Below see a discussion between Sam and Salvatore. I hope it makes the bug clear now.

From: Salvatore Orlando [mailto:<email address hidden>]
Sent: Wednesday, July 31, 2013 5:42 PM
To: OpenStack Development Mailing List
Subject: Re: [openstack-dev] [Neutron]Connecting a VM from one tenant to a non-shared network in another tenant

Hi Sam,

is what you're trying to do tantamount to creating a port on a network whose tenant_id is different from the network's tenant_id?
We have at the moment a fairly strict ownership check - which does not allow even admin users to do this operation.

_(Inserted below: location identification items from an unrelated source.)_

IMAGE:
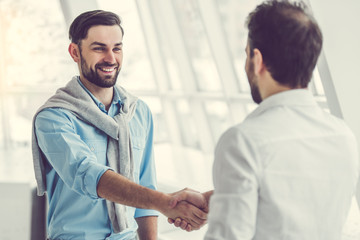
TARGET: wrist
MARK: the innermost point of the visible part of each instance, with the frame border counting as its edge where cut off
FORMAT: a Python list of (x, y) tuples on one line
[(161, 202)]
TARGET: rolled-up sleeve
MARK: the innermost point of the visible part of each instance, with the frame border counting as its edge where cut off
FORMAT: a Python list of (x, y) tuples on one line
[(67, 153), (147, 166)]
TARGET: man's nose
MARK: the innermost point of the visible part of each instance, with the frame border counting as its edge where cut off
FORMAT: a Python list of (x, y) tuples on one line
[(109, 57)]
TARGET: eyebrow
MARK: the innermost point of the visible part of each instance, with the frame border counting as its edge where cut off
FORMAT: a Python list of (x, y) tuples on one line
[(103, 44)]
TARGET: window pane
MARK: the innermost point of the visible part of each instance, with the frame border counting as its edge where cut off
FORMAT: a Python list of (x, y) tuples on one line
[(197, 44), (160, 127), (36, 43), (189, 133), (219, 117)]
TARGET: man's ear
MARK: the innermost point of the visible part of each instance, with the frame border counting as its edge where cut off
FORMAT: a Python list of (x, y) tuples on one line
[(259, 66), (74, 52)]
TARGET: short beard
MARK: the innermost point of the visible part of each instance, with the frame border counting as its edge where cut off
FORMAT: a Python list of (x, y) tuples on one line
[(92, 76)]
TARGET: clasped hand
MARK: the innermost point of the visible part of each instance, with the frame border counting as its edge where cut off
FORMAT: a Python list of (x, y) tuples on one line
[(195, 205)]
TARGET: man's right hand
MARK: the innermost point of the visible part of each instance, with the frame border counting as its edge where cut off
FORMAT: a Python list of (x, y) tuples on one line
[(200, 200), (194, 216)]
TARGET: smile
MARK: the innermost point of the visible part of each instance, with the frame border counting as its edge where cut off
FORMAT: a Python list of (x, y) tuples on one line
[(107, 70)]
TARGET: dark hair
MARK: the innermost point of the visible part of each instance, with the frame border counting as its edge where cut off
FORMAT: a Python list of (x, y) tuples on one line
[(288, 38), (82, 23)]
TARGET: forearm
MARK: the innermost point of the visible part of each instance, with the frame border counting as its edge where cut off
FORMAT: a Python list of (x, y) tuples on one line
[(116, 188), (147, 227)]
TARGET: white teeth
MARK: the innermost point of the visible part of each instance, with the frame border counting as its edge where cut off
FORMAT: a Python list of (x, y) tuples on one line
[(107, 69)]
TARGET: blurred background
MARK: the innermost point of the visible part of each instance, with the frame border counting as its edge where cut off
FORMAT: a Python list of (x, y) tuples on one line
[(184, 58)]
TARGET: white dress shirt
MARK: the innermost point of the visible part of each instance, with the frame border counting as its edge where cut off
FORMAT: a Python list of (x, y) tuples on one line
[(289, 171)]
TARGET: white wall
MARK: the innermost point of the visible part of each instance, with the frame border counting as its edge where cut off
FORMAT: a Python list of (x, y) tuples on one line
[(339, 21)]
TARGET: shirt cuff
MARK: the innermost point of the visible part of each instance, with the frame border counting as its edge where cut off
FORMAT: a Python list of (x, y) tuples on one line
[(92, 177), (139, 212)]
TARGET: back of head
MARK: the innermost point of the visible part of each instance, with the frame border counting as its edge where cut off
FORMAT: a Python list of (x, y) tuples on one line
[(288, 38), (80, 26)]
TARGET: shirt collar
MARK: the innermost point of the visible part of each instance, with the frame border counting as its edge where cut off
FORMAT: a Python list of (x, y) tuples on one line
[(293, 97), (116, 97)]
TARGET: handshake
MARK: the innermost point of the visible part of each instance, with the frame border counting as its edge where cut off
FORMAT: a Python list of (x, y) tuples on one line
[(188, 209)]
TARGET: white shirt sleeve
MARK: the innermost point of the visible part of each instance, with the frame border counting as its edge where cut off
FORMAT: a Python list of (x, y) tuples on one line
[(233, 206)]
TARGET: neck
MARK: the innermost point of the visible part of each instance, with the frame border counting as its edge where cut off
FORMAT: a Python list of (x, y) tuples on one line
[(269, 87), (104, 95)]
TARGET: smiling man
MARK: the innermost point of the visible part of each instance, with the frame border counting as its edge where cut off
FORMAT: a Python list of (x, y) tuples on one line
[(93, 146)]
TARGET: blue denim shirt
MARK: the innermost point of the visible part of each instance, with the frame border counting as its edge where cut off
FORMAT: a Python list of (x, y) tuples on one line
[(76, 159)]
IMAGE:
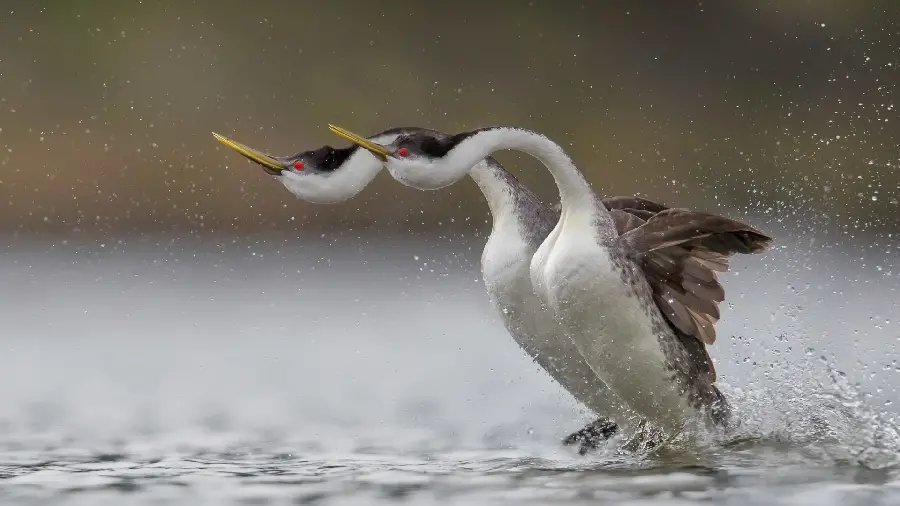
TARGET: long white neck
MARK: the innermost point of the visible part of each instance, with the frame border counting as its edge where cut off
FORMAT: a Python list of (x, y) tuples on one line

I do not have a strong opinion against relaxing the check, and allowing admin users to create ports on any network - I don't think this would constitute a potential vulnerability, as in neutron is someone's manages to impersonate an admin user, he/she can make much more damage.

Salvatore

On 31 July 2013 16:11, Samuel Bercovici <email address hidden> wrote:
Hi All,

We are providing load balancing services via virtual machines running under an admin tenant that needs to be connected to VMs attached to a non-shared/private tenant network.
The virtual machine fails to be provisioned connected to the private tenant network event if it is provisioned using the admin user which has admin role on both tenants.
Please advise?

Best Regards,
                -Sam.

I am leaning towards being in favour of this change - there is a related discussion in the dev mailing list with Avishay and Sam.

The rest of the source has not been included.